The plan, which was announced in December, would require that Australian Internet Service Providers (ISPs) filter out a range of content, including child sexual abuse, bestiality, sexual violence and detailed instructions on the commission of crimes or drug use. Such material is already subject to take-down notices by the Australian Communications and Media Authority (ACMA) if it is hosted online in Australia, but the new filtering plan aims to catch objectionable content hosted overseas as well.
Google and Yahoo have already voiced their concerns through the Australian government's public comment process. Now, the U.S. government has expressed its own views.
"We remain committed to advancing the free flow of information, which we view as vital to economic prosperity and preserving open societies globally," the State Department says in a statement provided to the E-Commerce Times by spokesperson Megan Mattson. "We do not discuss the details of specific diplomatic exchanges, but can say that in the context of that ongoing relationship, we have raised our concerns on this matter with Australian officials."
'The Scope Is Too Wide'
"Our primary concern is that the scope of content to be filtered is too wide," Google wrote in its public submission. "While we recognize that protecting the free exchange of ideas and information cannot be without some limits, we believe that more information generally means more choice, more freedom and ultimately more power for the individual."
Yahoo expressed similar sentiments.
"Yahoo! are entirely supportive of any effort to make the Internet a safer place for children, however mandatory filtering ... could block content with a strong social, political and/or educational value," the company wrote.
If approved by the Australian Parliament, the Internet filtering plan will be among the strictest in use among democratic nations today.
'Much Broader Than That'
At a time when China is increasingly exerting its censorship muscle on the Internet -- and taking on Internet giant Google in the process -- Australia's moves are causing particular concern among Internet companies and advocates of online freedom.
"The EFF welcomes the State Department's expression about Australia's overbroad proposed plan," Gwen Hinze, international director with the Electronic Frontier Foundation, told the E-Commerce Times.
Whereas the filtering plan started off as a proposal to block child pornography, "our concern is that it's much broader than that," Hinze said.
The plan requires Australian ISPs to block URLs on a list compiled from two sets of sources, she explained. First will be lists already in use by other organizations overseas, such as that of the UK Internet Watch Foundation, noted Hinze.
The second set of URLs on the blocked list, however, will include content that's been refused classification (RC) by Australia's Classification Board.

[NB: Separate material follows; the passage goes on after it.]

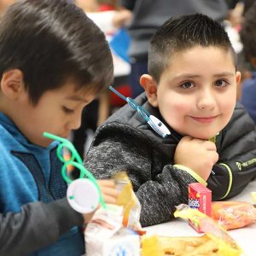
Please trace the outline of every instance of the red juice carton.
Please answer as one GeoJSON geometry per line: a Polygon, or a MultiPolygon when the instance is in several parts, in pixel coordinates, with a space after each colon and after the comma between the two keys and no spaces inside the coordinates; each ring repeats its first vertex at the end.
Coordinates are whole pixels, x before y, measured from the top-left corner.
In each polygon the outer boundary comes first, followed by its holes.
{"type": "MultiPolygon", "coordinates": [[[[212,191],[200,183],[189,185],[189,206],[211,217],[212,191]]],[[[189,219],[189,225],[198,233],[201,233],[198,223],[189,219]]]]}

That could create a problem. It could result in the blocking of video games for kids under 15, for example, simply because Australia has no specific category for classifying them, Hinze pointed out.
Danger of 'Mission Creep'
In addition to restricting the free flow of information on the Internet and citizens' access to knowledge, then, the measure could also end up blocking access to materials that are perfectly legal, said Hinze.
Given how easy such measures would be to circumvent, the plan will also be ineffective for its intended purpose, she added.

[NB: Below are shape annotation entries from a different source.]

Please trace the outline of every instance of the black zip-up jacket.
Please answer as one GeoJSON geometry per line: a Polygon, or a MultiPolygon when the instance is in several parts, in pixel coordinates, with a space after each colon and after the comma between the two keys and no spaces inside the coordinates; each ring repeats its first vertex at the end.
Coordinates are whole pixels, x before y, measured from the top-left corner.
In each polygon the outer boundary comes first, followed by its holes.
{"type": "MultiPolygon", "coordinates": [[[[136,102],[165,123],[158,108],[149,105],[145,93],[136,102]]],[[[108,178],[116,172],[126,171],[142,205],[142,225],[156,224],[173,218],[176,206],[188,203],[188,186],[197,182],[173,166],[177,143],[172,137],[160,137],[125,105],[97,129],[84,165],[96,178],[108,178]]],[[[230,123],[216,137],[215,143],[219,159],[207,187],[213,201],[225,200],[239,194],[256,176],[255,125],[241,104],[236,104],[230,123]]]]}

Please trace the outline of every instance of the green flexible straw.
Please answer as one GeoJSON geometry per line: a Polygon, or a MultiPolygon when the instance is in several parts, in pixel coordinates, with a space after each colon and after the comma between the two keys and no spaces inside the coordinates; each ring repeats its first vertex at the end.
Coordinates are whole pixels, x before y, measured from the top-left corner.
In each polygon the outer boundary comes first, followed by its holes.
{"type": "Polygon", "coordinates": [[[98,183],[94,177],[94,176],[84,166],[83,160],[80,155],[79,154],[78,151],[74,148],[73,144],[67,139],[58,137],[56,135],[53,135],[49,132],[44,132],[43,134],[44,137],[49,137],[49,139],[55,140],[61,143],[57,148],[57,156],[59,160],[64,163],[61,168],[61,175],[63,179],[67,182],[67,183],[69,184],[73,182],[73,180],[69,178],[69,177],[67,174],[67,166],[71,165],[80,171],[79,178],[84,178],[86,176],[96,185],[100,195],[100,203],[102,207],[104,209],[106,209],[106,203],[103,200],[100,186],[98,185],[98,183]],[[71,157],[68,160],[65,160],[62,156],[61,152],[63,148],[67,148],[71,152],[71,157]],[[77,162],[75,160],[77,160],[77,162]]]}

Finally, as with virtually any type of filtering proposal, there's a real danger of "mission creep" once the architecture has been built, asserted Hinze.
'It's About Censorship'
Australia's plan is a response to public pressure to clean up the Internet, Berin Szoka, senior fellow and director of the Center for Internet Freedom at the Progress and Freedom Foundation, told the E-Commerce Times.
The problem is that whereas it was initially focused on child pornography -- the issue that rallies the greatest public support -- "it doesn't stop there," he noted.
"If we were just talking about a system for child pornography, I don't think the State Department would be doing what it's doing," he added, "but the reality is that this isn't just about pornography. It's about censorship."
And "once you have the apparatus of censorship in place, pressure will grow to use it for other things too," Szoka predicted.
'We've Lost the High Ground'
What's really dangerous about Australia's plan "is that it encourages countries like China," Szoka asserted. "If the West doesn't stand together with some sort of united commitment to free speech, and a country like Australia proposes something like this, China will say, 'What we're doing is no worse.'"
At that point, "we've lost the high ground," he concluded.